The value of transactions across contracts on the Dalian Commodities Exchange, Shanghai Futures Exchange and Zhengzhou Commodities Exchange fell to 980 billion yuan on Thursday when about 24 million contracts traded, according to data compiled by Bloomberg. That’s still above levels a year ago when 16.7 million contracts changed hands worth 718 billion yuan.

Regulators Ready

Regulators including the China Securities Regulatory Commission are now ready to limit price fluctuations in commodities futures markets should there be further abnormal volatility, according to people with knowledge of matter.

Officials are concerned that swings may pose risks to the market and also encourage companies in oversupplied industries such as steel to restart idled production, jeopardizing the nation’s attempts to cut industrial overcapacity, according to the people, who asked not to be identified because the information isn’t public.
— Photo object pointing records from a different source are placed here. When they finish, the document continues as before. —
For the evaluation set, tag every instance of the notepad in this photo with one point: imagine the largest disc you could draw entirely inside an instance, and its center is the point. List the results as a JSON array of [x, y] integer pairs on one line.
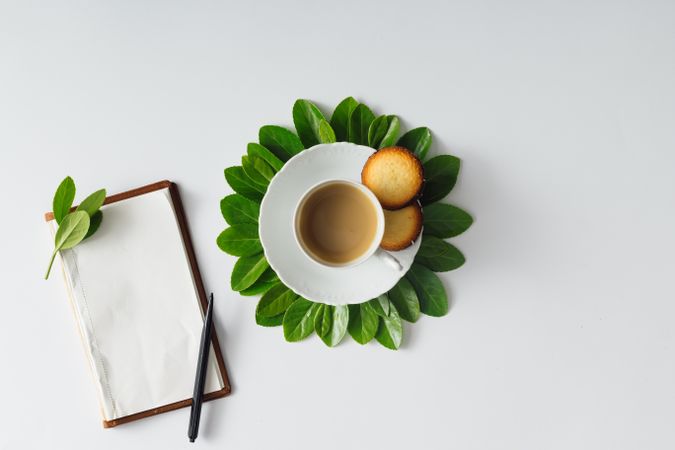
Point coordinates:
[[138, 302]]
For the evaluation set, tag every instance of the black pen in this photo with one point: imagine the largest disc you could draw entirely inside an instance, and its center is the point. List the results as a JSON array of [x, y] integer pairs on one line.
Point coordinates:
[[200, 378]]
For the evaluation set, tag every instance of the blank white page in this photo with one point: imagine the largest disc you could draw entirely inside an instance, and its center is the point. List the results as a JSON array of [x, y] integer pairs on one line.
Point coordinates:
[[137, 307]]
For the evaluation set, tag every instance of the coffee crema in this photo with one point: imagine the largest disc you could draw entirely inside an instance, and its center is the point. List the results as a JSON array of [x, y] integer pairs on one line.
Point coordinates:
[[337, 223]]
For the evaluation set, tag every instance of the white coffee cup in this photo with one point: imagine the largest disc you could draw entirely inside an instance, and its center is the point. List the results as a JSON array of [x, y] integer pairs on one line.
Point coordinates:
[[374, 248]]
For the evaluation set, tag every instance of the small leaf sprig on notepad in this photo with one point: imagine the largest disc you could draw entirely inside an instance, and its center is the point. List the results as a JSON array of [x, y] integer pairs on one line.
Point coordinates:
[[77, 225]]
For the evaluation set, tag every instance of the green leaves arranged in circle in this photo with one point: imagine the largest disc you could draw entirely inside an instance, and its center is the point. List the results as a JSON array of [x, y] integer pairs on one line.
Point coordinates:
[[419, 291], [242, 184], [359, 124], [404, 298], [390, 330], [258, 150], [63, 199], [331, 326], [307, 119], [339, 121], [247, 270], [240, 240], [380, 305], [298, 321], [237, 209], [440, 176], [281, 142], [376, 131], [362, 323], [257, 170], [438, 255], [275, 301], [326, 133], [445, 221], [383, 134], [417, 140], [429, 289]]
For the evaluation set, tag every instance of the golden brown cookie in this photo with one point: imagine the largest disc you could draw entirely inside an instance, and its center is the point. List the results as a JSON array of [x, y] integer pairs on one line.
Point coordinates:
[[401, 227], [394, 175]]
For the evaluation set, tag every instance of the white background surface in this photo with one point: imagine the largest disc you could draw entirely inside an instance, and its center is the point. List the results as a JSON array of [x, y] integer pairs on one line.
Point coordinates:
[[560, 333]]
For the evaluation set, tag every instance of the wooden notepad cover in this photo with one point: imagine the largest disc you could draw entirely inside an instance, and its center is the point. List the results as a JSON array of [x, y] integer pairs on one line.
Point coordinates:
[[199, 289]]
The CSRC didn’t respond to a fax seeking comment.

The China Futures Association on Thursday called for stronger risk control amid the market volatility and surging numbers of new investors while the Dalian Commodity Exchange said overnight it intended to strictly curb excessive speculation on coke and coking coal futures contracts.

Prices Cool

Goldman Sachs Group Inc. has expressed concern about the surge in speculative trading in iron ore, saying that daily volumes are now so large that they sometimes exceed annual imports. The equivalent of 41 million bales of cotton traded in Zhengzhou one day last week, the most in more than five years and enough to make almost 9 billion pairs of jeans, or at least one for every person on the planet.

China’s investors have honed in on raw materials amid signs of a pickup in demand after policy makers talked up growth, added stimulus and the property market rebounded.

As trading now cools, so too are prices. Steel reinforcement bar in Shanghai has dropped 7.7 percent since a 20 percent advance in the four days through April 21, when it peaked at the highest level since September 2014 amid the heaviest trading ever. Cotton prices are also more than 7 percent off their peak last week.

“Some people are even questioning the premise of these regulatory moves,” said Fan at Nanhua. “The rally in steel prices, for example, wasn’t purely driven by speculation but is supported by real fundamental forces of reduced supply and increased demand.”